En étudiant les centres énergétiques, nous pouvons accéder à cette lecture nouvelle et donner au patient des exercices adaptés afin qu’il libère son être. Car accéder à une sexualité harmonieuse, c’est d’abord se libérer de son carcan. Le corps, tout particulièrement dans notre monde occidental, est vécu de l’extérieur alors qu’il doit être vécu de l’intérieur. Ceux qui pratiquent le yoga, par exemple, le comprennent bien. Mais je peux vous donner un exemple très concret, l’éjaculateur précoce ne ressent pas, il est focalisé sur sa partenaire et réagit de manière mécanique. Dès qu’il prend conscience de ce qui se passe en lui, il parvient à des résultats intéressants.

LES CENTRES ÉNERGÉTIQUES

Le premier centre, situé au niveau du périnée, symbolise nos besoins primaires. Il nous relie à la terre. Surnommé « chakra racine ». Blocage : s’il n’est pas éveillé, l’individu ne peut pas se sentir en vie, il sera dans l’incapacité de se construire une identité. Il aura tendance à se perdre dansles autres et sa sexualité sera souvent instinctive. Nous sommes dans un plan,de conscience primaire. Il ne fait pas l’amour, il fait du sexe. Sa satisfaction est plus importante que son ou sa partenaire et d’ailleurs il y a souvent une agressivité assez forte. Au fond, n’importe quel partenaire peut lui convenir. Si le chakra racine n’est pas respecté par le partenaire, l’individu ne pourra pas se sentir en sécurité et n’aura pas la capacité d’assouvir ses besoins élémentaires.

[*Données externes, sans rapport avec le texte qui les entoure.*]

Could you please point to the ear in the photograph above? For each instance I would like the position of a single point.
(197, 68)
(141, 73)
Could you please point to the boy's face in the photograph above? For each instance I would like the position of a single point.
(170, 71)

Il sera toujours sur ses gardes et l’abandon nécessaire à une sexualité harmonieuse sera compliqué. L’auditeur qui est bloqué à ce niveau est souvent très revendicatif et critique de manière agressive son partenaire. La solution : lui faire prendre conscience qu’il a peur de vivre. Sans doute n’a-t-il pas été assez sécurisé durant son enfance. Il doit développer son émotionnel en repérant ses accès de colère ou de déprime qui sont toujours dus à une insécurité. Il doit apprendre à ne plus être d’un corps animal. Le sport est un bon moyen de canaliser cette énergie encore très brute.

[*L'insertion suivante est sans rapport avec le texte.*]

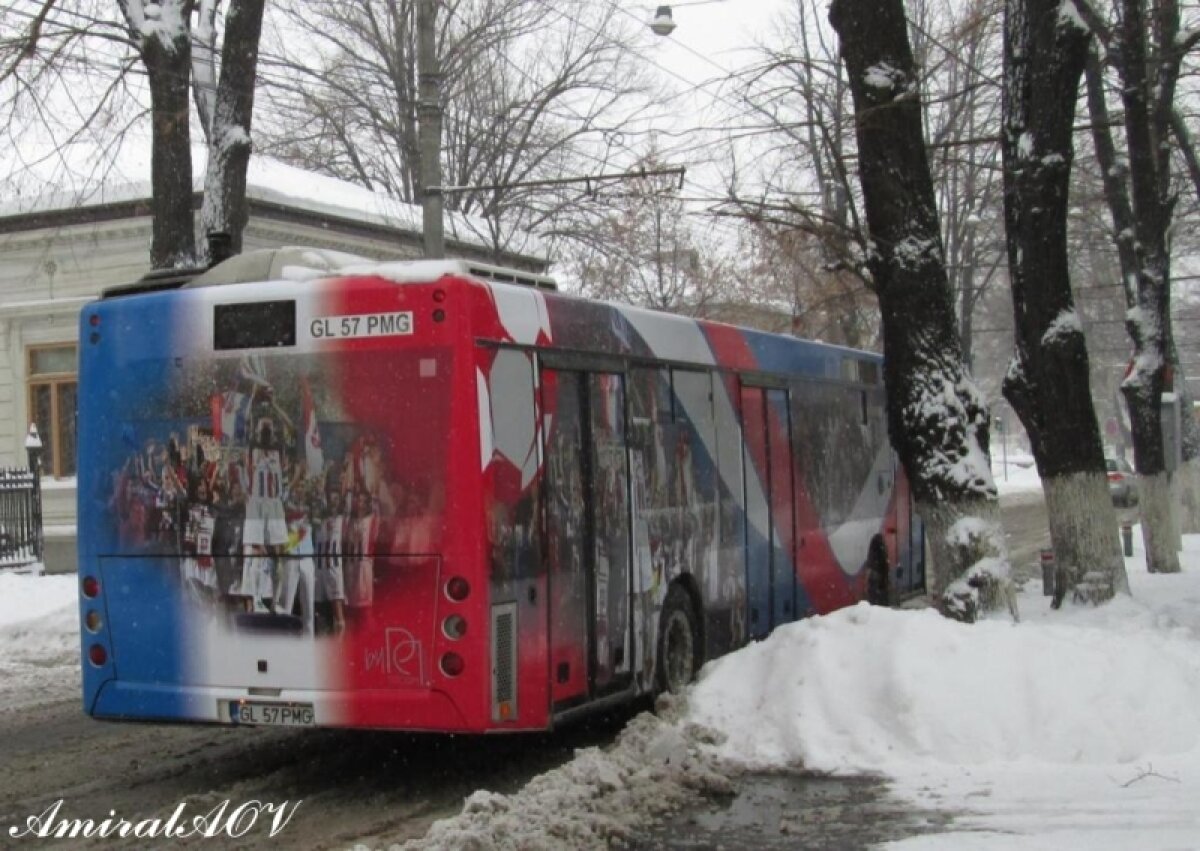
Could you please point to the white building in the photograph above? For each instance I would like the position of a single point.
(59, 251)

Le couple : il doit veiller à satisfaire ses besoins de sécurité. Le manque d’argent par exemple est souvent néfaste pour ce niveau et provoque une absence de sexualité ou une sexualité avide sans réceptivité au désir du partenaire.

Le second plan est le centre sexuel par excellence mais il est aussi le centre de nos émotions. Il contient donc une énergie importante et il est évidemment essentiel dans la vie de couple. Ce centre se trouve dans le bas-ventre, au centre même de notre corps. Tracez une ligne entre l’anus et le nombril ; au milieu de cette ligne se trouve ce centre énergétique. S’il est vécu de manière encore immature, le partenaire recherchera la fusion et aura tendance à devenir dépendant de son partenaire. Cela peut entraîner des jalousies ou des instincts de possession. Bien vécu, la construction de l’identité sexuelle permet une assise et une force pulsionnelle positive.